Saturday, November 20, 2010

Anatomy



Ok, so I fibbed a little bit about yesterday being like any other day despite it being my last Friday before the new job begins, because I did have a little, just a teeny tiny girls' night out. In Soho.   Literally a stone's throw away from where I'll be sitting in a couple of days for what I hope is a very long and successful time.

At about 4pm I developed a splitting headache while waiting for the number 328 bus to collect The Lish from daycare.  Of course I was sure it was the start of a brain aneurysm.  Having forgotten my good pain killers at home, and I do have a case full of the good stuff, I reluctantly popped a couple of shop's own brand ibuprofen (tic tacs really) and hoped for the best.  You want to catch pain before it hits the point of no return and I was skating on wafer thin ice.
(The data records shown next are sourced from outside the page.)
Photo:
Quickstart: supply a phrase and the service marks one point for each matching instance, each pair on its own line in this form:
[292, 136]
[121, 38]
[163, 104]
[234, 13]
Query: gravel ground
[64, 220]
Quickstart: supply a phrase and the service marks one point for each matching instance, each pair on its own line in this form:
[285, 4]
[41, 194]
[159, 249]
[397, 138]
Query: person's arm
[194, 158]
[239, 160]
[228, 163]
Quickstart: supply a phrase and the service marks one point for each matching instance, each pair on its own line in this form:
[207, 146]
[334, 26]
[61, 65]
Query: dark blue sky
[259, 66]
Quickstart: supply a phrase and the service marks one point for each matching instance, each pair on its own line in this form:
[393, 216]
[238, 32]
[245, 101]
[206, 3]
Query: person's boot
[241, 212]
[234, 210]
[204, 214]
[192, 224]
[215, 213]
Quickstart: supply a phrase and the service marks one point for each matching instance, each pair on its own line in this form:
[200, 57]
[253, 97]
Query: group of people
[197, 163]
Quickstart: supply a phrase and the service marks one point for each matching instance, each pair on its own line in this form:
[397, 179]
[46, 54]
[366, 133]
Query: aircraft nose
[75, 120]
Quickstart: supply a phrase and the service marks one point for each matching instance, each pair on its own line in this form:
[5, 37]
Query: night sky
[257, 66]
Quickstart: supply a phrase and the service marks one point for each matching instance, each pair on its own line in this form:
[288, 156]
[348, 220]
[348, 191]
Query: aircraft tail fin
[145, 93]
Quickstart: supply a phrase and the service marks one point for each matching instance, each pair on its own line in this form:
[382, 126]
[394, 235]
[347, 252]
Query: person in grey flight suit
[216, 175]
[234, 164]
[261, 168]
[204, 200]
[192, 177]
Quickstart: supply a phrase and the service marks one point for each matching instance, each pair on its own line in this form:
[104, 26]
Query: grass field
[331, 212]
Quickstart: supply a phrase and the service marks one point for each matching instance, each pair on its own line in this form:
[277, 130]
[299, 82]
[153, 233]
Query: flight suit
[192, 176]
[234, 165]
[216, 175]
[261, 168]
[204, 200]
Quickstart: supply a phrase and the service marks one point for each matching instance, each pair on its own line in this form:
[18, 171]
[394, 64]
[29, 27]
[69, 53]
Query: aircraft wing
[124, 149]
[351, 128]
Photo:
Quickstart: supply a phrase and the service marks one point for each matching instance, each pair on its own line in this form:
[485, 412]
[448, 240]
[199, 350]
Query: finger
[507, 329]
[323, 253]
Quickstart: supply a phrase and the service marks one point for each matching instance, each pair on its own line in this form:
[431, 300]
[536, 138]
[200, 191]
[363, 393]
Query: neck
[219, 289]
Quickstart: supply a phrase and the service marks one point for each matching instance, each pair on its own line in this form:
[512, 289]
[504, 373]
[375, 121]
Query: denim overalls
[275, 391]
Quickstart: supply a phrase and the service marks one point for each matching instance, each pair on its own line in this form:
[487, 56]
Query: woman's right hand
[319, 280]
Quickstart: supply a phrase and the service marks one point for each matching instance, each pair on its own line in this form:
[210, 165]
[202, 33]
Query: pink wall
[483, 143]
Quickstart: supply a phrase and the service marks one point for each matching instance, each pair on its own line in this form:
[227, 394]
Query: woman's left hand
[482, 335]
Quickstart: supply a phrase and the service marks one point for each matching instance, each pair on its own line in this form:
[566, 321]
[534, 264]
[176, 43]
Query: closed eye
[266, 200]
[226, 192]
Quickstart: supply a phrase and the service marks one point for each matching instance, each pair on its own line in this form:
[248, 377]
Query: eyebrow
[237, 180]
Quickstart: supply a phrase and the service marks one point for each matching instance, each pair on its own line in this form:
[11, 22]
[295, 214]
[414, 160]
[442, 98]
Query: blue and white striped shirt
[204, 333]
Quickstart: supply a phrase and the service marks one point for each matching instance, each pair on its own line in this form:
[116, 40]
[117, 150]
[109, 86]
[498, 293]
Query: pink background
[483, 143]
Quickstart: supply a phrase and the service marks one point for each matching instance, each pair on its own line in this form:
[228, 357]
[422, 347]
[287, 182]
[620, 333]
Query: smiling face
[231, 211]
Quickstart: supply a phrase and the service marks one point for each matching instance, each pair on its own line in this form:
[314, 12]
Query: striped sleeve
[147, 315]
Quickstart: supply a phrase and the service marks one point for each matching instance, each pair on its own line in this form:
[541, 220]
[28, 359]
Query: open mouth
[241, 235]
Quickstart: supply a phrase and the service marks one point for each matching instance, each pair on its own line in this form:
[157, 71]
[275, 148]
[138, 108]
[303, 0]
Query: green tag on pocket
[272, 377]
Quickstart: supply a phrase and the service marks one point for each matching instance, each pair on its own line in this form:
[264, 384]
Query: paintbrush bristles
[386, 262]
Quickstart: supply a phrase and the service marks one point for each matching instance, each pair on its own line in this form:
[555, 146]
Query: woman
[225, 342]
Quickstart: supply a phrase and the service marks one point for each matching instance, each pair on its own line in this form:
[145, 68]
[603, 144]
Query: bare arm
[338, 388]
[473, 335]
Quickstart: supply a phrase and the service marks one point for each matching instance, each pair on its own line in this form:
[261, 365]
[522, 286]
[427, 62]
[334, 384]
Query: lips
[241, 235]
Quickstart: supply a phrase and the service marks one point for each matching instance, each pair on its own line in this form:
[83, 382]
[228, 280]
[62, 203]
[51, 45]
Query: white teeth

At this point, I wasn't exactly feeling the girls' night out.

Once at home I had to stop myself reaching for the jim jams.  Instead, with begrudging patience and the dedication of someone who knows they have a lot of ground to cover, the ritual of 'getting ready' began in earnest.  I'm sure conscript soldiers feel the same way about going to battle.

I started with the slap (employed every trick in the book), then the hair, the Spanks (body sculpting knickers - which feel like a tourniquet) and the heels - the metamorphosis was complete (or as The Silverback put it: you look like a cougar).

The headache continued to niggle so I popped one more pill, the good stuff this time and disappeared in a cloud of perfume. 

The girls were already at the meeting point by the time I arrived: a thai restaurant in St. Anne's Court, Soho.  It's a little alleyway where Marianne Faithful lived for 2 years as a homeless junkie.  Of course today it's so trendy, it's painful.   Watching us eat (I say 'eat') you'd be forgiven for thinking we'd just been released from a Japanese prisoner of war camp, we chit chatted about things that you really shouldn't talk about with your mouth full.

Next?  Why dancing of course!  What kind of a girls' night out doesn't involve dancing? not even a girls' night in skips the dancing. We headed to Freedom, one of Soho's oldest gay clubs.  Of course we went to a gay club.  When you've had to put on your make-up with a 4 year old velcroed to your lap, you don't need any more harassment.

I would like to thank Brazil at this point.  Soho's gay clubs salute you and your fine supply of the buffest gayest men on the planet.  Obscenely good movers too but I didn't see anyone covering their eyes.  This particular batch of harmless male tottie, we discovered, were air cabin crew for Air France.  BRAVO!

We knew it was midnight when the trannies arrived.  Huge in all the wrong places, they were. Still, 10 out of 10 for effort.  And then of course came the drunks who couldn't get in anywhere else.  Gay clubs are like the UK of Europe - they let anyone in.  And do you know what? I haven't laughed so hard in a long time.  You see, straight drunk men are terrible dancers except they all think they're in a boy band for the night.  In reality they look like they're spring cleaning.  All elbows and hyper-extension.  The pole dancing (oh yes, did I mention there were two dance poles in the middle of the dance floor...) the pole dancing was indescribable, we only hoped there was a doctor in the house ( a paramedic at least).

The rest is like a scene out of Desperately Seeking Susan. 

We found a cab relatively easy to say we were in Piccadilly Circus and it was 3 in the morning.  Slumped around the Statue of Eros in the famous glare of the electronic billboards that make Piccadilly so instantly recognisable, I noticed Eros looks more like a pigeon than a cherub. 

You know that headache? yeah, it's back.